Research overview
My research interests primarily lie at the intersections of database systems, data science and AI. Specifically, my research work spans three inter-dependent lines, covering different stages of general data science pipelines. A comprehensive data science pipeline includes the stages for constructing and utilizing machine learning models in real applications, which is usually composed of three phases, i.e., data preparation phase, model development phase and model deployment phase.
The first line of my research delves into addressing emerging data management problems occuring in the data preparation phase, including data wrangling and data integration problem. The overarching objective is to enhance model performance through improving data quality, ultimately reducing the cost and human efforts associated with the broader utilizations of AI.
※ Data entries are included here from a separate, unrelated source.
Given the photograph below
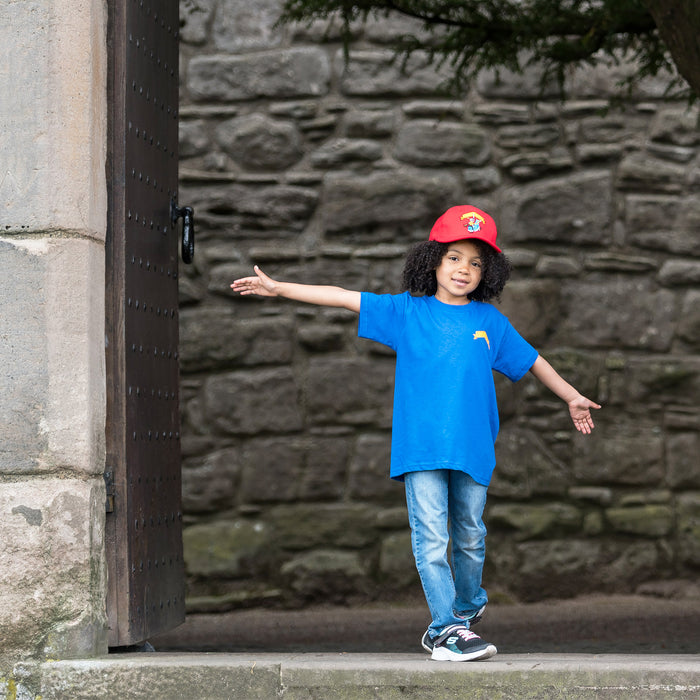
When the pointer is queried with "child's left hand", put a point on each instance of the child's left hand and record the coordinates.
(579, 409)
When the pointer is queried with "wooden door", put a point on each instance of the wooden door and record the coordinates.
(144, 518)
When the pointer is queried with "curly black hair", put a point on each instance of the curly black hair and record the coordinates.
(422, 260)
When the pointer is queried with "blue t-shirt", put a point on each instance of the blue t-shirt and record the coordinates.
(445, 411)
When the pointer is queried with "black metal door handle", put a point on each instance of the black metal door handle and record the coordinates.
(187, 214)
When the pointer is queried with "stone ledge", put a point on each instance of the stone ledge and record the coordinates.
(359, 676)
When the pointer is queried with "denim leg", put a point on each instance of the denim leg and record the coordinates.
(427, 500)
(467, 499)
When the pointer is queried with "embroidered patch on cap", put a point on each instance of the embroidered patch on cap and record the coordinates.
(473, 221)
(482, 334)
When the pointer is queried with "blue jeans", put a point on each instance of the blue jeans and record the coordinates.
(445, 503)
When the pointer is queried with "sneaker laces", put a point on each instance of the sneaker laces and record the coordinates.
(464, 632)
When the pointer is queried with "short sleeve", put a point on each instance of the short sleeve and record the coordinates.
(515, 355)
(382, 317)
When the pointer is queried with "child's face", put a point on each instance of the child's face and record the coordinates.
(459, 273)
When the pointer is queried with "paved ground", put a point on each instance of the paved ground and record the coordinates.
(591, 624)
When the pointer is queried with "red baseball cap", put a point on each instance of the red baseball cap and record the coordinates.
(465, 221)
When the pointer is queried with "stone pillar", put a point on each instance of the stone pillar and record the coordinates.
(53, 213)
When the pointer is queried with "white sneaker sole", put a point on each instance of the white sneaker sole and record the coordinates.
(444, 654)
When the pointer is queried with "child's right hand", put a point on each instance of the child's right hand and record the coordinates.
(261, 284)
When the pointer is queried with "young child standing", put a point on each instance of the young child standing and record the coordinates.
(445, 421)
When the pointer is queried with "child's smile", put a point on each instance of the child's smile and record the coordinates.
(459, 273)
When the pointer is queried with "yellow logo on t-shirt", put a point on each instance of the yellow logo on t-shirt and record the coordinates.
(482, 334)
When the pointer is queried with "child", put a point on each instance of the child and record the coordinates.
(445, 419)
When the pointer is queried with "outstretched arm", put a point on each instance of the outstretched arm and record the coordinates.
(579, 406)
(322, 295)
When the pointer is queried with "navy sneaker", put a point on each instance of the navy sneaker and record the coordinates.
(459, 643)
(427, 642)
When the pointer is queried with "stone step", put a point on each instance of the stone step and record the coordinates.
(216, 676)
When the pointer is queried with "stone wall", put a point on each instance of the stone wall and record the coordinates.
(325, 172)
(53, 214)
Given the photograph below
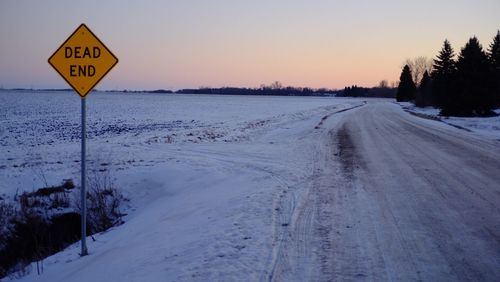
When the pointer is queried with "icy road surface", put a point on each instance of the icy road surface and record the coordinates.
(412, 200)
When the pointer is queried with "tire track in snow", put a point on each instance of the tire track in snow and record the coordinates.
(297, 254)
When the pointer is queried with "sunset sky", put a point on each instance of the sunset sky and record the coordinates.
(187, 43)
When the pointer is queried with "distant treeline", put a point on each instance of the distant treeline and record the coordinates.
(375, 92)
(276, 89)
(284, 91)
(465, 86)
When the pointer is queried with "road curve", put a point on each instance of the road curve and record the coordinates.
(419, 200)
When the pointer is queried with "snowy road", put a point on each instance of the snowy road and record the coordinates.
(399, 198)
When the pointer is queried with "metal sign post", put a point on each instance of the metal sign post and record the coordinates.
(84, 177)
(83, 60)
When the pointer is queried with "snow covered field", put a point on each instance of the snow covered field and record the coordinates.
(206, 176)
(486, 126)
(234, 188)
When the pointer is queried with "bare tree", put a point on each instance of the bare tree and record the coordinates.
(418, 66)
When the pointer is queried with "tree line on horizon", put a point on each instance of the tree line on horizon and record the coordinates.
(468, 85)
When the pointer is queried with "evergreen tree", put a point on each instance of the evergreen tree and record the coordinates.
(494, 57)
(424, 96)
(473, 83)
(406, 88)
(443, 70)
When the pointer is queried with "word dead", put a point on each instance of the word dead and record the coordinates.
(78, 52)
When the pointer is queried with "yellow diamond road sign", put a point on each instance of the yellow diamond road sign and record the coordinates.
(83, 60)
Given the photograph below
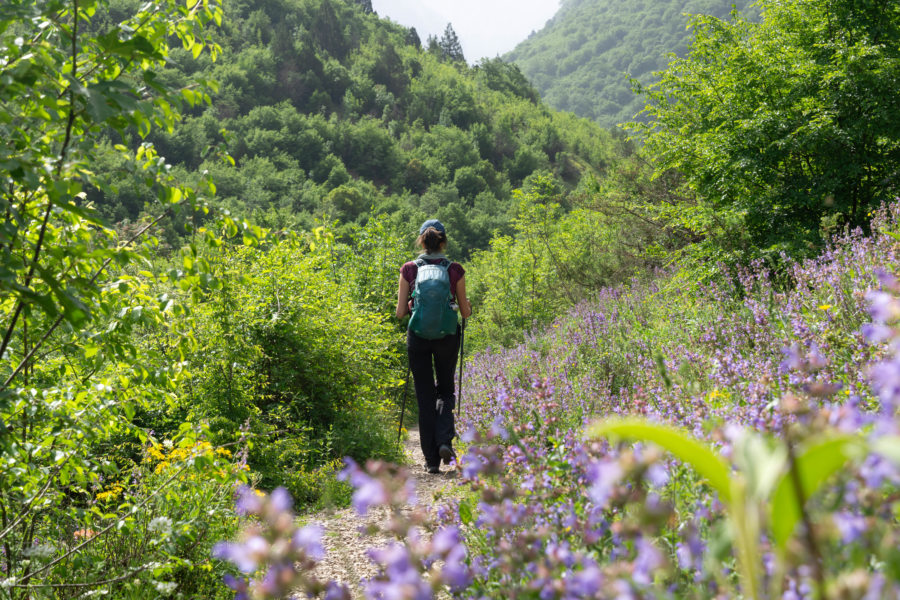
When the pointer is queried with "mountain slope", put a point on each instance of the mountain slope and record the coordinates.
(581, 60)
(334, 114)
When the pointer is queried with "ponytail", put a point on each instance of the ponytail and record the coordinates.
(432, 240)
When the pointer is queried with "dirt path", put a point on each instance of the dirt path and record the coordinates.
(346, 560)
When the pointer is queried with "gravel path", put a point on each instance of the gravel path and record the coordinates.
(345, 559)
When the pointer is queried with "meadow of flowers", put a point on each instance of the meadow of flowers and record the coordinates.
(737, 439)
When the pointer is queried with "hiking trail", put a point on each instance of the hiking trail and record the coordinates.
(345, 540)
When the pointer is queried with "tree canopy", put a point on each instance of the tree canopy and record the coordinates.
(786, 128)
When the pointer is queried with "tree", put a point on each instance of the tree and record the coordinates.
(75, 362)
(785, 128)
(412, 38)
(451, 49)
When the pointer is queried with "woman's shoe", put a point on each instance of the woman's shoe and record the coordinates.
(446, 453)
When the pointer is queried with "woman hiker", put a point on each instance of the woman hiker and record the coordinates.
(432, 339)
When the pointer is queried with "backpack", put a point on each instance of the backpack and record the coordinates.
(433, 317)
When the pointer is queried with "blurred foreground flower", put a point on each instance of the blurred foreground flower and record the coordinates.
(279, 556)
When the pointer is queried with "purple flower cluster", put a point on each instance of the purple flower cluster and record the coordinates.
(545, 513)
(717, 360)
(281, 555)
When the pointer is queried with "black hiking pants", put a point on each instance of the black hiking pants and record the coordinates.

The second facet of my research is on interpretating and debugging machine learning models during the model development phase. This usually involves dealing with some pivotal questions from data-centric perspective, such as identifying the significancy of individual training samples and developing solutions to capture and rectify critical model errors across a large dataset. Tackling those research challenges is imperative for achieving trustworthy AI in high-stake areas, e.g., health care and self-driving.
The third part of my research is on deploying machine learning models on realistic applications, specifically in the realm of AI for database. One key focus is on harnessing machine learning techniques, such as large language models, to automate the process of debugging the performance of database systems. This aims at alleviating the workload of Database Administrators (DBAs) in real-world database products.